Annihilation makes a very specific kind of light. When an electron meets a positron, the most common result is two gamma-ray photons flying in opposite directions, each with an energy of 511 keV. PET scanners are built to detect this exact back-to-back pair.
Your body produces antimatter every day. A natural form of potassium called potassium-40 sits in tiny amounts in your bones. It releases about 4,000 positrons per day, which annihilate within nanoseconds against electrons inside you.
Sunlight is partly powered by antimatter. The Sun’s core fuses four hydrogen nuclei into one helium nucleus through the proton-proton chain. Two steps release positrons, which annihilate against electrons and contribute to the photons that become sunlight.
The Big Bang’s leftover is tiny. The early universe had nearly equal amounts of matter and antimatter. The imbalance was about one extra matter particle for every billion matter-antimatter pairs. That excess became every galaxy, star, and person.
CERN traps whole atoms of antimatter. Since 2010, an experiment called ALPHA has held antihydrogen atoms (one antiproton with one positron) inside a magnetic trap, with trapping times reaching 1,000 seconds.
Antimatter falls down, not up. Scientists wondered for decades whether gravity might pull antimatter the wrong way. In 2023, CERN’s ALPHA-g experiment released antihydrogen atoms in a tall trap and watched them fall downward, like ordinary atoms.
Annihilation is the most energy-dense reaction known. A kilogram of matter meeting a kilogram of antimatter would release about 1.8 x 10^17 joules, comparable to a large hydrogen bomb. Producing that kilogram today would take longer than the age of the universe.
Common myths about matter and antimatter
Myth: Dirac discovered antimatter in his lab. Dirac was a theoretical physicist, meaning he worked with equations rather than experiments. He predicted antimatter on paper in 1928. Carl Anderson was the experimentalist who photographed a positron in 1932.

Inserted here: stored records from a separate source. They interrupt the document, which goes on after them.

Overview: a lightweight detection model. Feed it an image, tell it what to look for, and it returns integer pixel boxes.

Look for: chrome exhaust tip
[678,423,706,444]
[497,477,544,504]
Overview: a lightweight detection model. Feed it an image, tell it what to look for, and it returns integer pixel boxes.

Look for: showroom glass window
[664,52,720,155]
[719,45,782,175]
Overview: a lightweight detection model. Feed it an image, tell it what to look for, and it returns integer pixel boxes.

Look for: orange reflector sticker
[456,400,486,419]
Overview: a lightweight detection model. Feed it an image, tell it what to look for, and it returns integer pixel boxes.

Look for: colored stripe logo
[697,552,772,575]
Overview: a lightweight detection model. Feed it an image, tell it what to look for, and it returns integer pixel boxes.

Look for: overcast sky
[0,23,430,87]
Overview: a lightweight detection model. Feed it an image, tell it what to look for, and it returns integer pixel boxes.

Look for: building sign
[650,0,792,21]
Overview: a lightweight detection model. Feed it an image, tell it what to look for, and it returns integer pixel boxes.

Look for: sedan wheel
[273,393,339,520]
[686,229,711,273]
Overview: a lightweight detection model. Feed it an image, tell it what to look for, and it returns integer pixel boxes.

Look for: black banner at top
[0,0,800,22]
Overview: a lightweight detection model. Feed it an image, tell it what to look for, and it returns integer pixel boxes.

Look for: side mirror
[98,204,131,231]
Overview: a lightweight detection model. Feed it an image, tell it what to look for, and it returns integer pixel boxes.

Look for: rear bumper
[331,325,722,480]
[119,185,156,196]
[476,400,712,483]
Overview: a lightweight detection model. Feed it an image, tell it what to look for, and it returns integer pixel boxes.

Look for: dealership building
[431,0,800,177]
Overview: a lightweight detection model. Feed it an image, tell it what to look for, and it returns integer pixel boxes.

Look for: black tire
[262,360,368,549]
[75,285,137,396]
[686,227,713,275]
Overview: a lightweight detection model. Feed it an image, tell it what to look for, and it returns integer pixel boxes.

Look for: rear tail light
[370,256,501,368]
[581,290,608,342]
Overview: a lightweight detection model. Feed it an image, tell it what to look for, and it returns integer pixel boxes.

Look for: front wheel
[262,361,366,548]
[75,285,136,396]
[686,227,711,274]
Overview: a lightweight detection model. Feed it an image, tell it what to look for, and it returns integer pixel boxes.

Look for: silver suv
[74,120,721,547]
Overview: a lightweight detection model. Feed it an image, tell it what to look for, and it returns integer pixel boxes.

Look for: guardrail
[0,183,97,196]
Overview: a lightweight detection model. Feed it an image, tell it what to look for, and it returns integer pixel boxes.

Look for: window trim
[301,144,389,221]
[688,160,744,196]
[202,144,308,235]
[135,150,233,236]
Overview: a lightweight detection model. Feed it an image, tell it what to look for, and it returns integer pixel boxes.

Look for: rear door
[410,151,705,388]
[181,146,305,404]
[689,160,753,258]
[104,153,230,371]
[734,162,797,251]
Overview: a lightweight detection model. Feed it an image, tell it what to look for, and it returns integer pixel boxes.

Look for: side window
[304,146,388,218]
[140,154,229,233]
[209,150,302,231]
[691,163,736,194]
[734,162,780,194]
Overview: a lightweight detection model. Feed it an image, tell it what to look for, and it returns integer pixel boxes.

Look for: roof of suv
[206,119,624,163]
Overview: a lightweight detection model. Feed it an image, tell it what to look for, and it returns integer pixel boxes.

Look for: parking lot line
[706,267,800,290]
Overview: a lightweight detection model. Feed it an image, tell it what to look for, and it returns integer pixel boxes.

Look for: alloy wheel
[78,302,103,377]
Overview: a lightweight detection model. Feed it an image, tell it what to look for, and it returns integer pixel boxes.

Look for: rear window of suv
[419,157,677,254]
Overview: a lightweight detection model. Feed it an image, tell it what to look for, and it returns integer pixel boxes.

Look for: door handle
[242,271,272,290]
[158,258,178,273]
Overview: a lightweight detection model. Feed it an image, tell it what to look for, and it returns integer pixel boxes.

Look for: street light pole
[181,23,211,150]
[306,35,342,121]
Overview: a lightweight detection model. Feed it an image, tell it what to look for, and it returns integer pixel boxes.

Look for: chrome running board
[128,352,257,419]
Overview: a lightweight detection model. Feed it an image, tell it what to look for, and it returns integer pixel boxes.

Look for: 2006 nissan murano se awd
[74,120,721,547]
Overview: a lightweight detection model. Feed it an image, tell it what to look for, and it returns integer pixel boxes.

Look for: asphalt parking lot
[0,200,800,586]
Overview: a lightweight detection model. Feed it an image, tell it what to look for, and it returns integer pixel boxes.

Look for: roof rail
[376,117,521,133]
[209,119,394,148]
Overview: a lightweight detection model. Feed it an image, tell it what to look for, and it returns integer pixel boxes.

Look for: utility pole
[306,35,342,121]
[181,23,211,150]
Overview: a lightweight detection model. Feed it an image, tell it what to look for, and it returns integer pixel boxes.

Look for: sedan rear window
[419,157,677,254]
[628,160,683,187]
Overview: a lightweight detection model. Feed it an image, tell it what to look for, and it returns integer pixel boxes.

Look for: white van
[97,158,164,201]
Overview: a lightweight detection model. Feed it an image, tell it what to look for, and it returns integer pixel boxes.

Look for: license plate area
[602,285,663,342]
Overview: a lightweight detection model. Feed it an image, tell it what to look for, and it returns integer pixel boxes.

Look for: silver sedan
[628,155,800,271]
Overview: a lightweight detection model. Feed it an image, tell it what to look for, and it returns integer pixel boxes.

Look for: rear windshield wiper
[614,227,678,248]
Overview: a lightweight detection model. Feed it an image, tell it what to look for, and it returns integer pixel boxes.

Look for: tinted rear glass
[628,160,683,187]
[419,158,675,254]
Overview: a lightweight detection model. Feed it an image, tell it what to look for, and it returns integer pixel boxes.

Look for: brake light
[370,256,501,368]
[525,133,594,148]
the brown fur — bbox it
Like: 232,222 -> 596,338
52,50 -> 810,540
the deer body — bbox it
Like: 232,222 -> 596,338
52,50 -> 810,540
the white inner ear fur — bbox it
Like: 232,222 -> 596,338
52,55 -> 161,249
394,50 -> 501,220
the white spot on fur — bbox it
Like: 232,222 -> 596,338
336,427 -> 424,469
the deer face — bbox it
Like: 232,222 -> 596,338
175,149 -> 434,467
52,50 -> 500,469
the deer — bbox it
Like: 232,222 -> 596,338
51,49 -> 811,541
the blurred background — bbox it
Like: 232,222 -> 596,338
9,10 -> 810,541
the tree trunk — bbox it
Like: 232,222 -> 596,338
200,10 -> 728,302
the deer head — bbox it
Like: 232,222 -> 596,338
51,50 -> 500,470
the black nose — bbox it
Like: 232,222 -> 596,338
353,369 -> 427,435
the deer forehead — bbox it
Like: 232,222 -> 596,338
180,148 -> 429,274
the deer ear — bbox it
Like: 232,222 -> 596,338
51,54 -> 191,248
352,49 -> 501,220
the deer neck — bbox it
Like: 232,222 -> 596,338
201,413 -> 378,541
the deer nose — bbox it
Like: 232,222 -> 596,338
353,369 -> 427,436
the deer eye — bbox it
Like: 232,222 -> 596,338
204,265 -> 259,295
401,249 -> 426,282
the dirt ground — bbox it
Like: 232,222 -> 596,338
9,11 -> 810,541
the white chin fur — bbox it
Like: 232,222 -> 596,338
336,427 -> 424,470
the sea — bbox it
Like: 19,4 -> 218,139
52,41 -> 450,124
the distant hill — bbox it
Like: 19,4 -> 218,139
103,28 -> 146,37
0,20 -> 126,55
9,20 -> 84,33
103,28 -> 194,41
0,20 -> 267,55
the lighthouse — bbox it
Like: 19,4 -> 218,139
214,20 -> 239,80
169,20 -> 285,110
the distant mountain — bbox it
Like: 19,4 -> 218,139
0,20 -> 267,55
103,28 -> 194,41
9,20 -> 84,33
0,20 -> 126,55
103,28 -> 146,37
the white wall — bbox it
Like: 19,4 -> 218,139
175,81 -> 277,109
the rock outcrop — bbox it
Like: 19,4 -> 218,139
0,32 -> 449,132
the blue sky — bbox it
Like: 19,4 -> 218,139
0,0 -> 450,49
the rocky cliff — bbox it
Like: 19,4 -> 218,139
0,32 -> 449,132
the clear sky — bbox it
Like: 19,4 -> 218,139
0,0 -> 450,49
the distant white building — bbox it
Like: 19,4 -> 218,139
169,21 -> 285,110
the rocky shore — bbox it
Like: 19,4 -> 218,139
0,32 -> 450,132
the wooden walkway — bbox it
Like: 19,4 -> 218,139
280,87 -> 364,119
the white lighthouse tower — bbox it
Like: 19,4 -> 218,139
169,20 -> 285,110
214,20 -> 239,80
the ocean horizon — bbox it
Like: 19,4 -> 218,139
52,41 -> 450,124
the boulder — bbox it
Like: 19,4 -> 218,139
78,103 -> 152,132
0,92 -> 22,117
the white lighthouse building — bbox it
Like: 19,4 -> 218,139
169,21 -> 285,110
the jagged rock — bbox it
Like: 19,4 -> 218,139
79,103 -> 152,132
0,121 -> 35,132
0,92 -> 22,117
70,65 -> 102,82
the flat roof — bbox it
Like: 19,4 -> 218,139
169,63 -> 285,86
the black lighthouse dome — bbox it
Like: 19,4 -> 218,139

Myth: A small amount of antimatter could destroy the universe. The energy released by annihilation always matches the mass involved. A small amount of antimatter makes a small amount of energy. The total ever produced by scientists is less than a grain of sand, harmless at that scale.
Myth: Antimatter and dark matter are the same thing. They are completely different. Antimatter is made of antiparticles like positrons and antiprotons, and laboratories produce it every day. Dark matter has never been directly detected and is not made of antiparticles. Astronomers infer it only from how its gravity bends light and shapes galaxies.

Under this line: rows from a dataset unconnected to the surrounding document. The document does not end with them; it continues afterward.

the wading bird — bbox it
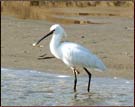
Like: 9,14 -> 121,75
33,24 -> 106,92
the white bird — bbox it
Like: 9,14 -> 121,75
33,24 -> 106,92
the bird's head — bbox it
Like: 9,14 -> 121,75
33,24 -> 67,46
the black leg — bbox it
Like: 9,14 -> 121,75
83,67 -> 91,92
73,69 -> 77,92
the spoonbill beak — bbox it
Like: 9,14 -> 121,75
33,30 -> 55,46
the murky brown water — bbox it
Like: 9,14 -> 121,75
1,68 -> 134,106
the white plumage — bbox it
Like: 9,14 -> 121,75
50,24 -> 106,71
34,24 -> 106,91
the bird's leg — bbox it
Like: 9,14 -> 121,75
83,67 -> 91,92
75,69 -> 80,74
73,69 -> 77,92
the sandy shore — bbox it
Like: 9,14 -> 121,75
1,6 -> 134,79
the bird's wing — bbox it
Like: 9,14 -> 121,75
61,42 -> 105,70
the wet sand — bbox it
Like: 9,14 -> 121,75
1,6 -> 134,79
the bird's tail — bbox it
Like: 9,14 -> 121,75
95,56 -> 107,71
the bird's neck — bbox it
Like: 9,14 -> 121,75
50,33 -> 62,58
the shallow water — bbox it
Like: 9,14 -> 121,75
1,68 -> 134,106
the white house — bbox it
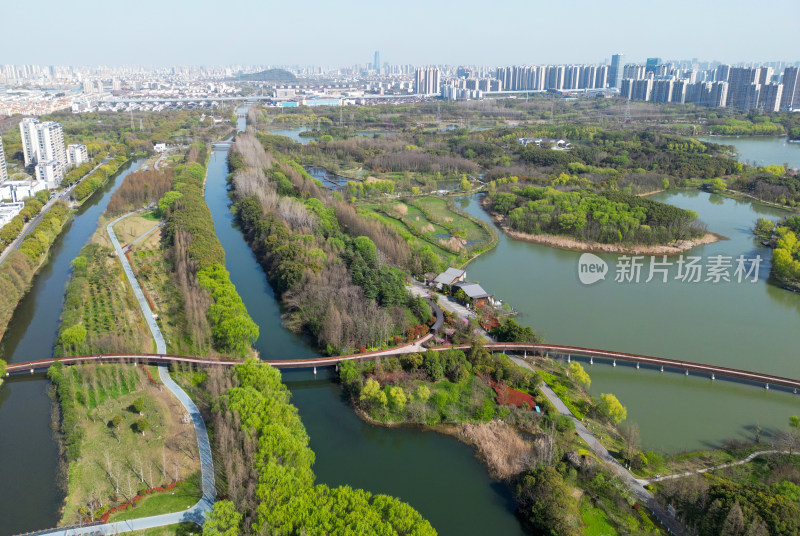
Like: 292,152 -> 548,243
0,203 -> 25,227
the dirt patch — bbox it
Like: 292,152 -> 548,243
461,421 -> 533,480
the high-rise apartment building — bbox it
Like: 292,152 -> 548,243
0,137 -> 8,182
781,67 -> 800,110
644,58 -> 661,74
758,84 -> 784,112
414,67 -> 441,95
19,118 -> 67,184
608,54 -> 623,87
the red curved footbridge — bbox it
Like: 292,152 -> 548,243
6,335 -> 800,394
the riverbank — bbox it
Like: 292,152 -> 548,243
498,225 -> 727,256
0,202 -> 72,342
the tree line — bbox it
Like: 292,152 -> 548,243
489,181 -> 705,244
159,162 -> 259,356
203,359 -> 436,536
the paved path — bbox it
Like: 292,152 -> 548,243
106,209 -> 167,354
639,450 -> 800,484
509,355 -> 686,535
0,157 -> 109,264
15,211 -> 216,536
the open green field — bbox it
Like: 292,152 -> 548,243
360,197 -> 495,265
109,473 -> 203,523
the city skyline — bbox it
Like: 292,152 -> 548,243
0,0 -> 800,66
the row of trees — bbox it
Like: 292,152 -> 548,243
159,162 -> 259,356
229,133 -> 430,353
489,183 -> 705,244
203,359 -> 436,536
106,169 -> 175,214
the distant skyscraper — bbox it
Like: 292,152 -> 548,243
414,67 -> 441,95
608,54 -> 623,87
0,137 -> 8,182
644,58 -> 661,73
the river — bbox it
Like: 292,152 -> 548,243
206,147 -> 524,535
0,161 -> 141,535
0,131 -> 800,535
461,191 -> 800,452
697,136 -> 800,168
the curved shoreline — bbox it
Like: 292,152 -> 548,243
480,194 -> 728,257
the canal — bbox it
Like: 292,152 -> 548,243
0,161 -> 141,535
460,184 -> 800,452
206,147 -> 524,535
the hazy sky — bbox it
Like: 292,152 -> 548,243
0,0 -> 800,66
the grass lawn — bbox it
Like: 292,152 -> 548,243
109,473 -> 203,522
62,365 -> 200,523
578,498 -> 617,536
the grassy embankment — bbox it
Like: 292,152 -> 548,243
0,202 -> 72,340
339,338 -> 659,534
359,197 -> 497,266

Myth: Only charged particles have antimatter twins. Even neutral particles have antimatter partners. The neutron has a separate antiparticle called the antineutron, made of antiquarks. Even nearly massless particles called neutrinos have antineutrino partners, though scientists are still testing whether the two are truly distinct.
Frequently asked questions about matter and antimatter
What exactly is antimatter?
Antimatter is a mirror version of normal matter. For every type of particle in nature, there is an antimatter twin with the same mass but the opposite electric charge. The antimatter version of the electron is the positron; the antimatter version of the proton is the antiproton. When a particle meets its twin, both are converted into pure energy as gamma rays.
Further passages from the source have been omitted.